Now comes the big word, how important is it? According to various Stickman's comments and most readers, it seems very important. Now, I have to say that it DIFFERS from region to region in Thailand. While it is very important in the North, North-east and Central parts of Thailand, IT HAS NO MEANING WHATSOEVER in the south. My father paid no sin sot when he got married, and neither will my boyfriend. They are proud NOT TO SALE their daughters, no status / class involved in this part. All they want is someone who will be able to take care of their daughters. PERIOD. So don't try to generalize Thailand by saying that not paying sin sot means that the girl is worthless. It isn't true. And sin-sot is just to show / gain "face" for the girl's family.
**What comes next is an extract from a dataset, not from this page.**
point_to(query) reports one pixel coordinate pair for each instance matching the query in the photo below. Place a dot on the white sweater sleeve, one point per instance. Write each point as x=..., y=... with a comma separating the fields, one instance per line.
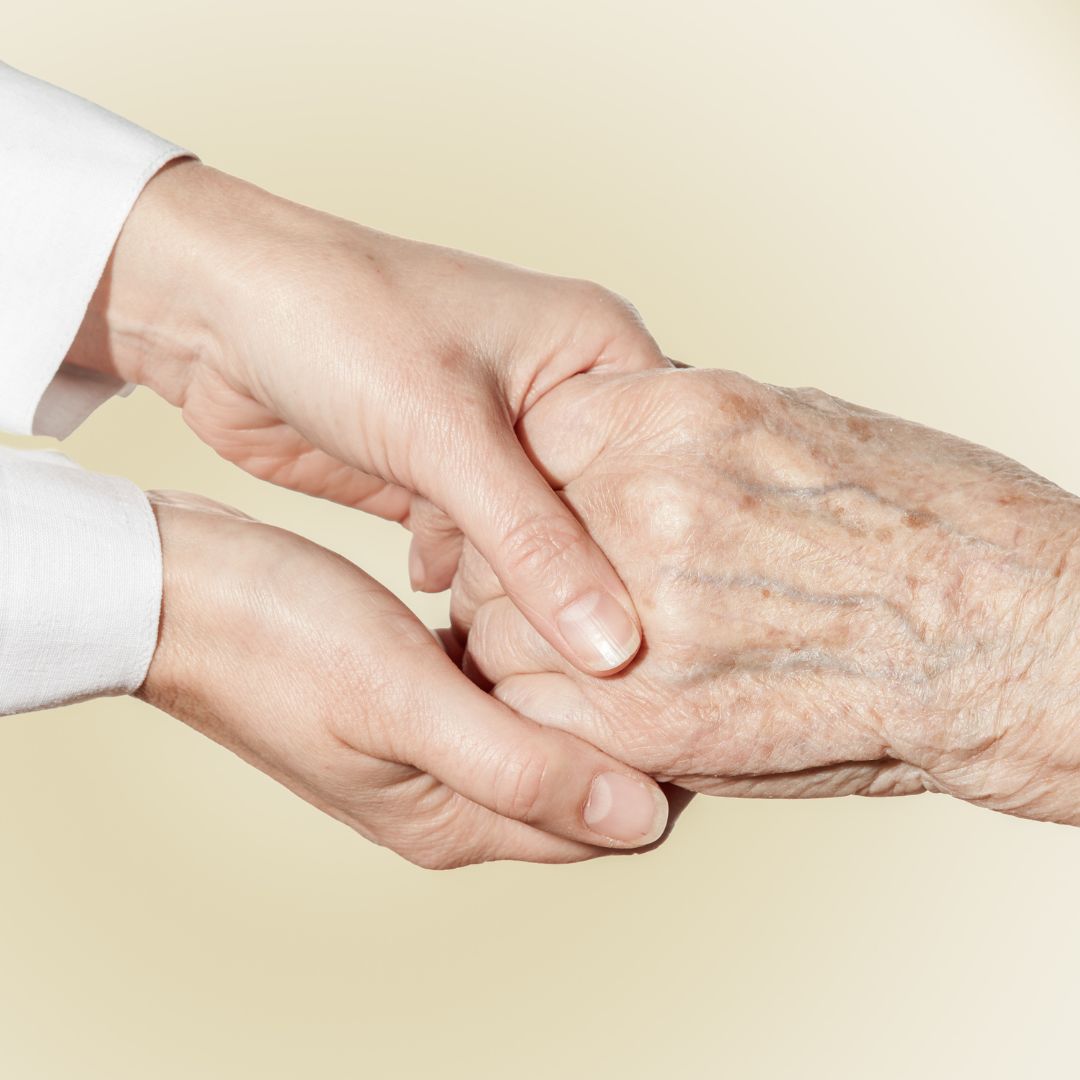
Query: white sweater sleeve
x=69, y=174
x=80, y=557
x=80, y=582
My Advice : If her family demands it, pay it and make your deals. The family takes care of the wedding and everything else, OR you get it back to start your own family when the ceremony is over. If you are generous and the family really needs it, give them the amount that you are comfortable with AND explain it to your fiancée – VERY IMPORTANT. If she loves you, she'll understand.

Support afterwards also depends on the family needs. It is supposed to be shared between all children in the family, NOT BY YOU ALONE, and since you are only the "in-law" it's not even your direct duty. If she's the only child, then it's your bad luck. I'm not saying it's the rule, since it doesn't even apply to me – my parents are much better off than I am, but it's "ka-tun-yu", which means we acknowledge the person who has helped us (boon-khun) and an inner consent to every Thai.
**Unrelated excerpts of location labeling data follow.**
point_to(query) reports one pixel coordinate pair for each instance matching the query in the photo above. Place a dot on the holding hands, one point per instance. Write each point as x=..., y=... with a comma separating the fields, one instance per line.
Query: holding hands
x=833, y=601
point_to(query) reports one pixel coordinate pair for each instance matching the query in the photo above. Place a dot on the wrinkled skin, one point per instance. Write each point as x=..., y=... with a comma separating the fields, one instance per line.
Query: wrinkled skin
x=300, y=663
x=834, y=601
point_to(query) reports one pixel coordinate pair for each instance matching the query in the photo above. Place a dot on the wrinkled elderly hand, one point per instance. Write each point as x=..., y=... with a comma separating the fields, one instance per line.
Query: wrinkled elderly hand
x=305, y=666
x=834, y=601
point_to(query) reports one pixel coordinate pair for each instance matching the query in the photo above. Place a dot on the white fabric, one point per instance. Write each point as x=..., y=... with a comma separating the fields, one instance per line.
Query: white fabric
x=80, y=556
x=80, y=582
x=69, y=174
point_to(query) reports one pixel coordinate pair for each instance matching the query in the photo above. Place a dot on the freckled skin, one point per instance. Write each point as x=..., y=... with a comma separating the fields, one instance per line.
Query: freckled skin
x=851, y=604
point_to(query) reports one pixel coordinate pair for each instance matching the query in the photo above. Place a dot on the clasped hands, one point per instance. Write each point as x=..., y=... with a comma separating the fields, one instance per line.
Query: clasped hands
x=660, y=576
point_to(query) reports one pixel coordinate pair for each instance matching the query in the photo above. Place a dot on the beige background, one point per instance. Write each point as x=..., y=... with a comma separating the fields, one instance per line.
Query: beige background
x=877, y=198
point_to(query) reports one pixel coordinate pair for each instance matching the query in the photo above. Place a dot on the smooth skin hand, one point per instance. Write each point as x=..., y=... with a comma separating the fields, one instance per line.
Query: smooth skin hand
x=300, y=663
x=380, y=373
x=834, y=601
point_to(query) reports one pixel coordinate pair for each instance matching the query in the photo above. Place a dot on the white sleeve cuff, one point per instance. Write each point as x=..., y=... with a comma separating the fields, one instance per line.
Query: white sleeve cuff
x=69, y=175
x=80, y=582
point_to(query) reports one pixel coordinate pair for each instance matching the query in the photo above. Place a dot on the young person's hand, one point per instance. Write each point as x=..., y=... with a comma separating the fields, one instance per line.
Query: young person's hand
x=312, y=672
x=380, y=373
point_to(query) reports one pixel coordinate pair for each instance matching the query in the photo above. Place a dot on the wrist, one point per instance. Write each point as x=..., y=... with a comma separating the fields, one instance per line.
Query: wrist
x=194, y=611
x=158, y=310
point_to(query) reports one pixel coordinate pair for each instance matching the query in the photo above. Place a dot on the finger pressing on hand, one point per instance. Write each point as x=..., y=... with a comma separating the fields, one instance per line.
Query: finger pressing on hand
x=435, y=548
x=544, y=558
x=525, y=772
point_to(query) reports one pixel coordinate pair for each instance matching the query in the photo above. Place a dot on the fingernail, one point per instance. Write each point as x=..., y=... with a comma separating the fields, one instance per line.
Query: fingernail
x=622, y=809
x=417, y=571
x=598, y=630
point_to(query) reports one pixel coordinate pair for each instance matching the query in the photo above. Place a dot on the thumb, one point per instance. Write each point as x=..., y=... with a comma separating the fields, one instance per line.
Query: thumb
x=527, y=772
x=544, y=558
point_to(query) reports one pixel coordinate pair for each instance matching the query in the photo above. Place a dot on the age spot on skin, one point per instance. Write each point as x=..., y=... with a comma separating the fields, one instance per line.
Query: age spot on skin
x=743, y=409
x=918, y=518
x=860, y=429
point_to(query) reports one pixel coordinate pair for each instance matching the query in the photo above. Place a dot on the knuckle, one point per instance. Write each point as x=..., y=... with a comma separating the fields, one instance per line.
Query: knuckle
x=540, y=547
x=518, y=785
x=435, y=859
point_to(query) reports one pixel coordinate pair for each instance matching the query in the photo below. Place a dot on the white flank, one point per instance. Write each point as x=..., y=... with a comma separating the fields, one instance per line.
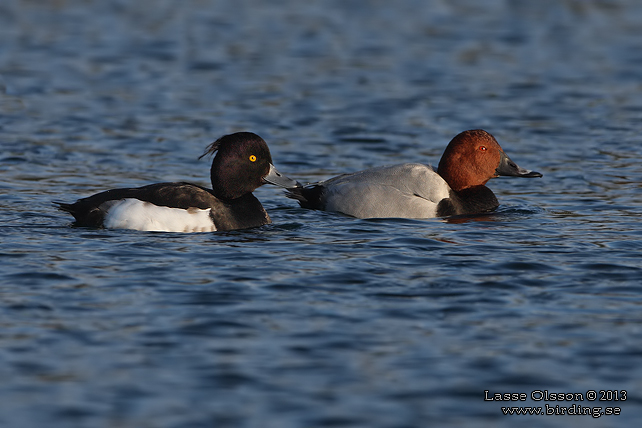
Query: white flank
x=140, y=215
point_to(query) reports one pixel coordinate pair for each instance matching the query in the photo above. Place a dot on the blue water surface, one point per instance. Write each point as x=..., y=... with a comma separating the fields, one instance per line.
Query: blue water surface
x=321, y=320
These are just few advices how to deal or start a relationship with Thais. Everyone and couple are different. Please keep this in mind. It is rude to try to generalize things and say that just because you don't understand or you have different cultures, it's something wrong. If you seek a cross-cultural relationship, it takes even more time and patience, believe me, I've had my own share of cultural shock when I first came back to Thailand after spending most of my childhood in US and nearly all of my adulthood in Thailand. If you don't have what it needs, I can only tell you to just come and enjoy the "industrial" relationships and leave. No point leaving your heart here. Good luck to all of you!

P.S. To Stickman, Thai girls are not ignorant concerning bargirls, we know that they exist, but we rarely encounter any during our daily lives. It's normal. And, we don't go bugging into everyone else's business of what they do for a living. Our own lives are already hard enough.

Stickman's thoughts:

To the readers, no doubt the usual, tiresome debate will ensure as to whether this really is a real Thai woman. I am sure it is. I did not make ANY changes to the English either.

As always, I strongly encourage all Thai women to send in submissions. We REALLY want to hear from you and I'll give you all the leeway in the world – to write what you want.